Hollywood loves comic book movies because they come with their own rabid fan base to resell crappy sequels and spin-offs that much easier. Superman and Batman pretty much held it down cinematically until the 1990s when un-super heroes like The Punisher, The Mask, The Rocketeer or Darkman all hit the silver screens (not to mention the rubber-suited awesomeness that was Teenage Mutant Ninja Turtles).
Computer animators are cheaper than actors and over the last 15 years digital effects have allowed filmmakers to tell comic stories once considered impossible to film. This golden era of comic book movies actually began in 1997 with Todd McFarlane's Spawn adaptation (which sucked) but in 2000 the X-Men flick placed the new technology into a decent story and by the time 2002's web-slinging, highflying Spider-Man film made $800 million bucks, most all of Hollywood had been bitten by the radioactive comic bug — why come up with new ideas when you can just adapt old ones?
Sometimes it worked (Iron Man, The Dark Knight, Hellboy) and more often it didn't (Jonah Hex, Superman Returns, Hulk, Daredevil, Fantastic Four) but fanboys kept paying the bills and San Diego's Comic Con was suddenly the hottest place for Hollywood to build hype.
Even 2007's Ghost Rider, widely considered one of the worst comic book movies of all time (despite starring Nic Cage and hot-ass Eva Mendes) made over $225 million bucks.
Which explains why they're taking another crack at it this week as Ghost Rider: Spirit of Vengeance opens Friday at the Village 8 and Garibaldi 5. Nic Cage is back as the Johnny Blaze/Ghost Rider character, a bounty hunter for Satan, but this time he teams up with a bunch of evil monks to fight back against the devil's curse and maybe save a little kid in the process.

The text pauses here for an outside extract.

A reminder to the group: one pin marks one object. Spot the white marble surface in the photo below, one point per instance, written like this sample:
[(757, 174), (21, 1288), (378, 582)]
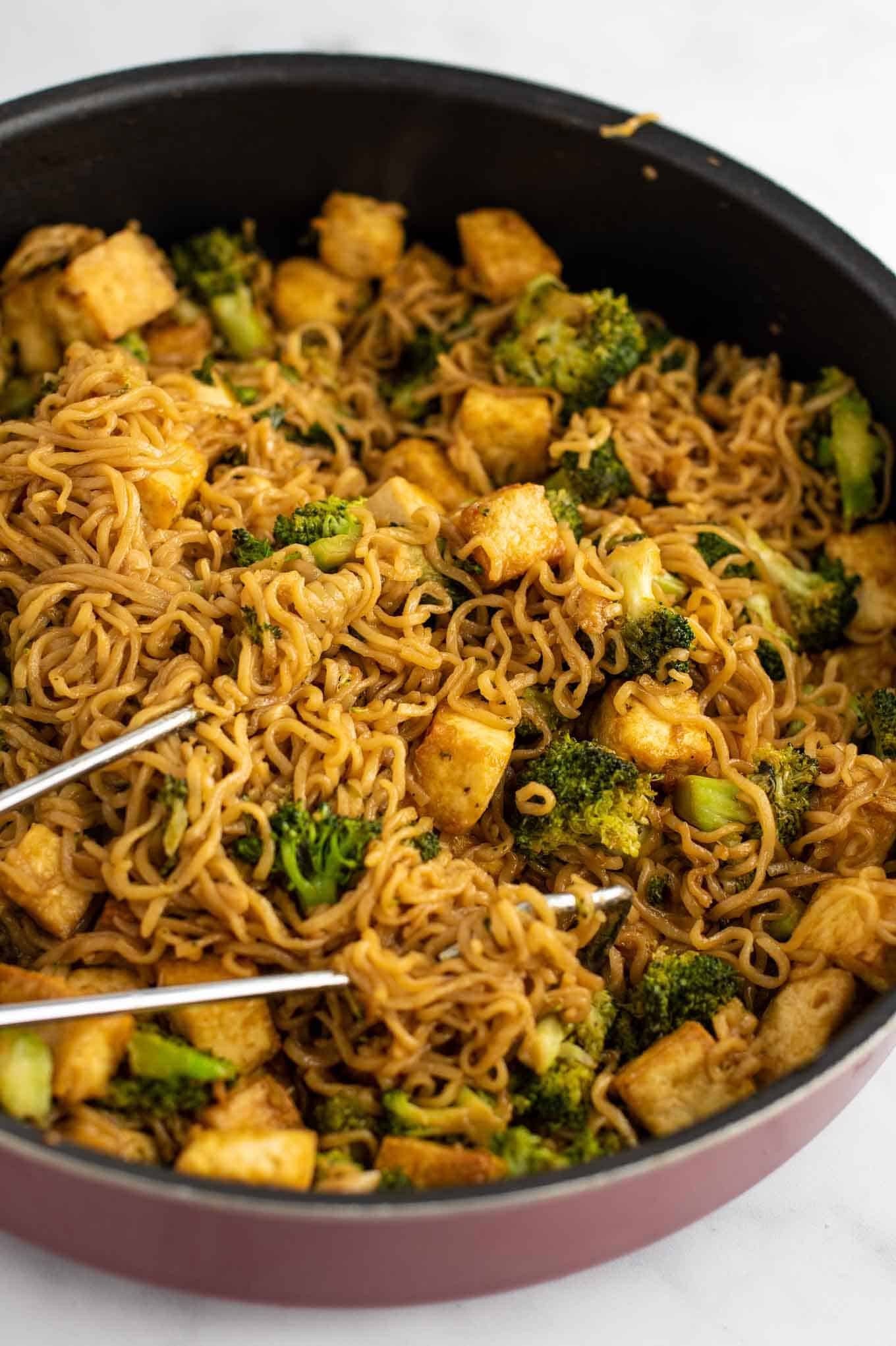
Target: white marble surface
[(804, 93)]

No pre-screenings were available and the mid-February release is almost never a good sign for a movie, but this one is directed by the guy who made Crank (and Jonah Hex), working from a script by David S. Goyer, who helped with all the latest Batman films.
I still remain doubtful that five years of technological advances can make a flaming skull head delivering PG-13 dialogue anything other than laughable.
The upcoming summer, however, has a bit more promise for comic geeks. Spider-Man gets a reboot with The Social Network-standout Andrew Garfield stepping into the red-and-blue unitard and the always-great Emma Stone as love interest Gwen Stacy.
Hopefully director Marc (500 Days of Summer) Webb's The Amazing Spider-Man will be able to salvage the legacy Sam Raimi wiped his ass with in Spider-Man 3. Find out on July 5.
Marvel Comics also drops their multi-year-in-the-making (and narcissistically titled) Marvel's The Avengers this summer. After three years of hype and Avenger solo films it's interesting that Marvel hands the reins to this one over to unproven director Josh Whedon. Avengers drops May 4.
Although G.I.Joe 2: Retaliation looks like a charming meditation on the human condition (and stars Channing Tatum) the only sure bet for 2012's batch of comic book movies will be Christopher Nolan's third Batman offering, The Dark Knight Rises, which hits theatres July 20. Nolan (Memento) is one of America's premier directors and his Batman flicks are the standard by which all other comic book movies are judged. Ghostrider 2 won't hold a flame to it.